The River Tees drains an area of 710 square miles (1834 square km) and has a number of tributaries including the River Greta, River Lune, River Balder, River Leven and River Skerne. Before the reorganisation of the historic English counties, the river formed the boundary between County Durham and Yorkshire. In its lower reaches it now forms the boundary between the ceremonial counties of County Durham and North Yorkshire, while in the highest part of its course it forms the boundary between the historic counties of Westmorland and Durham. The head of the valley, whose upper portion is known as Teesdale, has a desolate grandeur, surrounded by moorland and hills, some exceeding 2,500 feet (762 m). This area is part of the North Pennine Area of Outstanding Natural Beauty.

The source of the river at Teeshead just below Cross Fell lies at an elevation of approximately 2,401 feet (732 m). It flows east-north-east through an area of shake holes through Carboniferous Limestone. Below Viewing Hill, it turns south to the Cow Green Reservoir constructed to store water to be released in dry conditions to support industrial need for water on Teesside.

Emerging from the reservoir at Cauldron Snout the river traverses a series of hard black basalt rocks, and dolerite that intrude through the softer limestone, in a succession of falls or rapids. From this point downstream the Tees forms the boundary between the traditional counties of Durham and Yorkshire almost without a break, although since 1974 much of it lies wholly in Durham. The dale widens below Cauldron Snout, and trees appear, contrasting with the broken rocks where the water descends over High Force. After a short turn northwards, the river continues to meander south-easterly. Close to where the B6277 road begins to runs parallel to the river is the 30 metres (98 ft) High Force waterfall. About 1.5 miles (2.4 km) downstream is the smaller Low Force waterfall.

The confluence of the River Greta and the River Tees

The scenery becomes gentler and more picturesque as the river descends past Middleton-in-Teesdale (Durham).
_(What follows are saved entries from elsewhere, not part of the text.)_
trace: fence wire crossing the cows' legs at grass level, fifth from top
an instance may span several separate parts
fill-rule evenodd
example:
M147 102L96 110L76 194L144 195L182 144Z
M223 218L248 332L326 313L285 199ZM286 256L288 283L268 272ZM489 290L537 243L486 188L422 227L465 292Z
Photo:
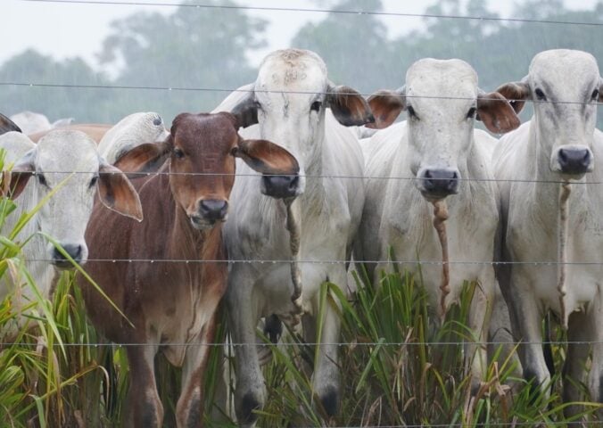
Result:
M104 347L104 346L117 346L117 347L142 347L142 346L173 346L173 347L201 347L201 346L209 346L209 347L220 347L220 346L233 346L235 348L247 347L247 346L260 346L260 347L289 347L289 346L337 346L337 347L390 347L390 346L399 346L401 348L409 347L409 346L458 346L471 343L478 346L486 346L486 345L515 345L513 342L470 342L470 341L458 341L458 342L278 342L278 343L264 343L264 342L240 342L240 343L231 343L231 342L124 342L124 343L114 343L114 342L63 342L61 343L53 343L53 346L92 346L93 348ZM566 342L566 341L545 341L545 342L521 342L523 345L594 345L601 344L603 342ZM37 346L39 342L28 343L28 342L0 342L0 347L4 346ZM47 346L47 343L44 343Z

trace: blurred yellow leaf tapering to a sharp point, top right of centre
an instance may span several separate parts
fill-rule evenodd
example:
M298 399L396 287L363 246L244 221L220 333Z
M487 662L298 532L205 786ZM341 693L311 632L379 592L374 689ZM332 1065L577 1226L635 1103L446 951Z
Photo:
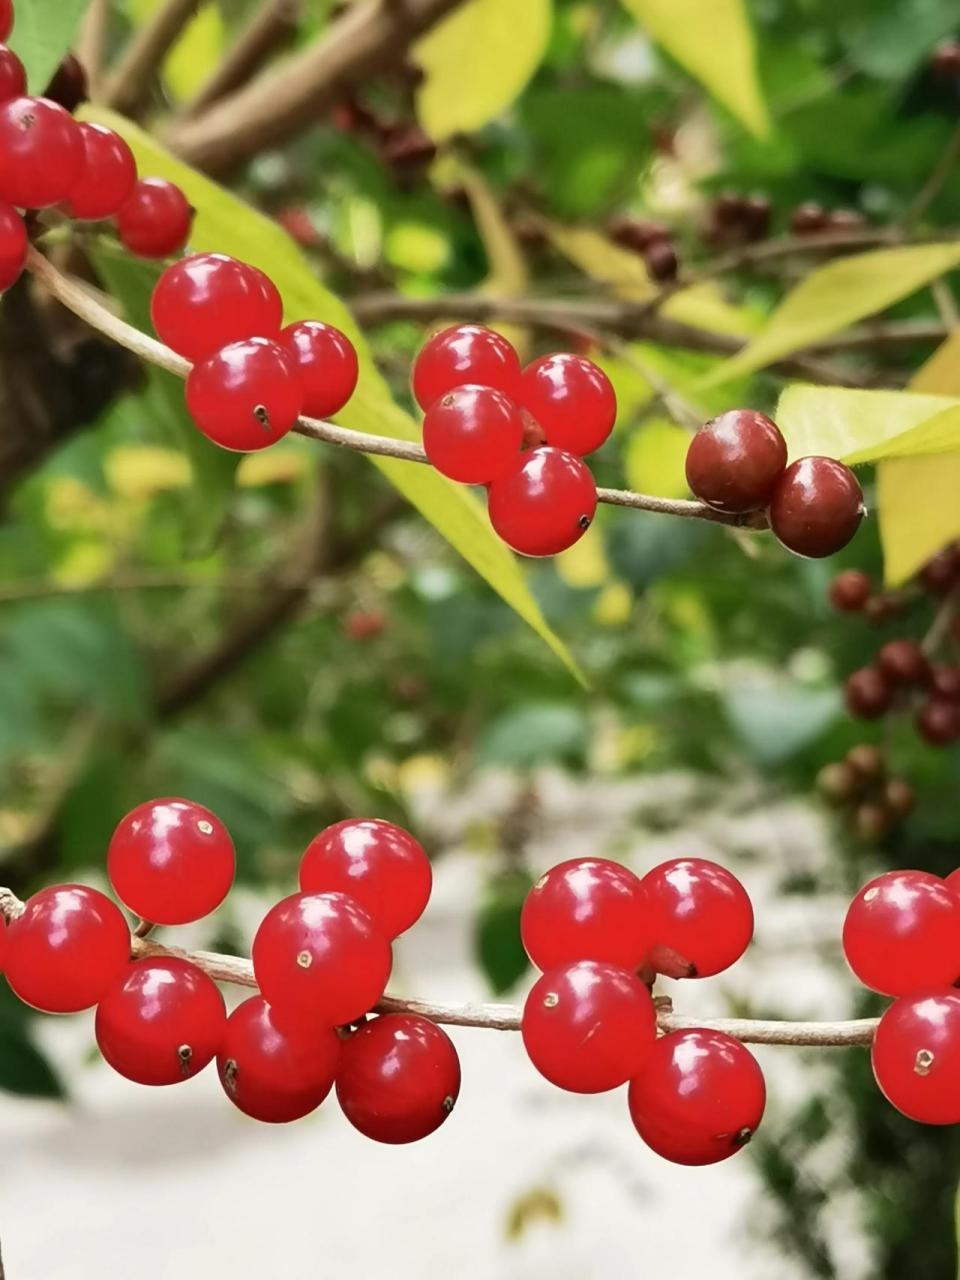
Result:
M623 0L657 44L756 137L771 132L744 0Z

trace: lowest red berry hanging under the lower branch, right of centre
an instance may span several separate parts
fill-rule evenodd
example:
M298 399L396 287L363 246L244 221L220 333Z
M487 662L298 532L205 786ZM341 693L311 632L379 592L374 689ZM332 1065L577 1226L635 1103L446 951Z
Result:
M676 1165L716 1165L756 1133L767 1087L756 1059L723 1032L671 1032L630 1082L630 1117Z

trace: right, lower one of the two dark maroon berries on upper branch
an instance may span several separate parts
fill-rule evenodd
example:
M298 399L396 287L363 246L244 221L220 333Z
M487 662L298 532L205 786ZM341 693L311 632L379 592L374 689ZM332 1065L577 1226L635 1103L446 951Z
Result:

This locality has lead and ironstone resources. Just to the east of Middleton-in-Teesdale, the River Lune joins the Tees. After passing the village of Romaldkirk to the west, the river is joined by the River Balder at Cotherstone. The ancient town of Barnard Castle, Egglestone Abbey, and Rokeby Park, well known through Sir Walter Scott’s poem, are all passed. At Rokeby the Tees is joined by the River Greta. From the area near Eggleston, the river is crossing over millstone grit. From here the valley begins to open out, and traverses the rich plain east and south of Darlington in large meandering curves.
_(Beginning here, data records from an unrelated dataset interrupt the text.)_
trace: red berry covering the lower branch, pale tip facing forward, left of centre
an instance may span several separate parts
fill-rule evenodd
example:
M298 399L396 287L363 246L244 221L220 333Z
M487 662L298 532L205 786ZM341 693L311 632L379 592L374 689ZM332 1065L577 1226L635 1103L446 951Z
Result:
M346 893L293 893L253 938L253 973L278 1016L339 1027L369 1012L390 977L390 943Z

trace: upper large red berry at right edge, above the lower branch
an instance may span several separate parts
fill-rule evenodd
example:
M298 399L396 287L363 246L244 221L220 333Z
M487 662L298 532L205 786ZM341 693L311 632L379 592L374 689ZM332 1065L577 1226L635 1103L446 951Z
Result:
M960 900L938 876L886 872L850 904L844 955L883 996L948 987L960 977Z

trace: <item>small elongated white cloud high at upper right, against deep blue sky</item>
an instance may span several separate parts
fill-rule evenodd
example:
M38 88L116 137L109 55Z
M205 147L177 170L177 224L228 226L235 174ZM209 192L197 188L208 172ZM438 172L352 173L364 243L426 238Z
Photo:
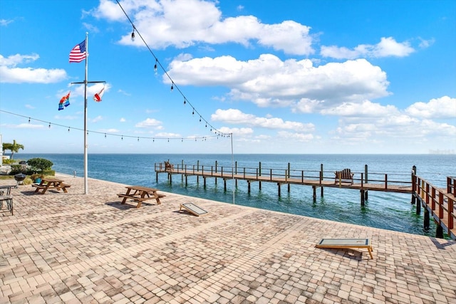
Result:
M405 41L398 43L393 37L382 37L380 42L371 44L361 44L353 49L338 46L321 46L321 56L336 59L356 59L356 58L381 58L381 57L405 57L415 51L410 43Z

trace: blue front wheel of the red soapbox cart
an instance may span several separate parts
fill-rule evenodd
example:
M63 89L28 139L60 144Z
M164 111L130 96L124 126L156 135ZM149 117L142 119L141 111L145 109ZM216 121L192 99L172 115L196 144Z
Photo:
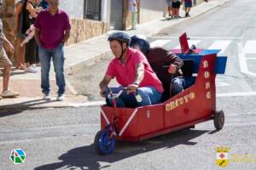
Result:
M99 155L111 154L114 150L115 139L112 137L109 139L111 131L104 129L96 133L94 139L94 145L96 153Z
The course of the valley down to here has been generally east-south-east, but it now turns north-east near the village of Whorlton. Passing Ovington and Winston it runs parallel to the A67 south-east past Gainford andPiercebridge to Darlington, passing under the A1 and A66. The section from Piercebridge to Hurworth is flowing over magnesian limestone. It is at Croft-on-Tees that the River Skerne joins the Tees. The river now flows south past Croft-on-Tees before swinging northwards past Hurworth-on-Tees. A series of large meanders takes the course past Neasham, Low Dinsdale and Sockburn to Middleton St George. In the lower reaches of the river valley the water is flowing over bunter sandstone and pebble beds.

Just past Yarm, the River Leven joins the Tees, before passing the settlements of Eaglescliffe, Ingleby Barwick and Thornaby-on-Tees. Now nearing the sea, the Tees becomes an important commercial waterway, with the ports of Stockton-on-Tees and Middlesbrough on its banks. It passes through the Tees Barrage between these ports, turning tidal downstream from the barrage.

Teesport is built on reclaimed land on the south side of the Tees estuary below Middlesbrough.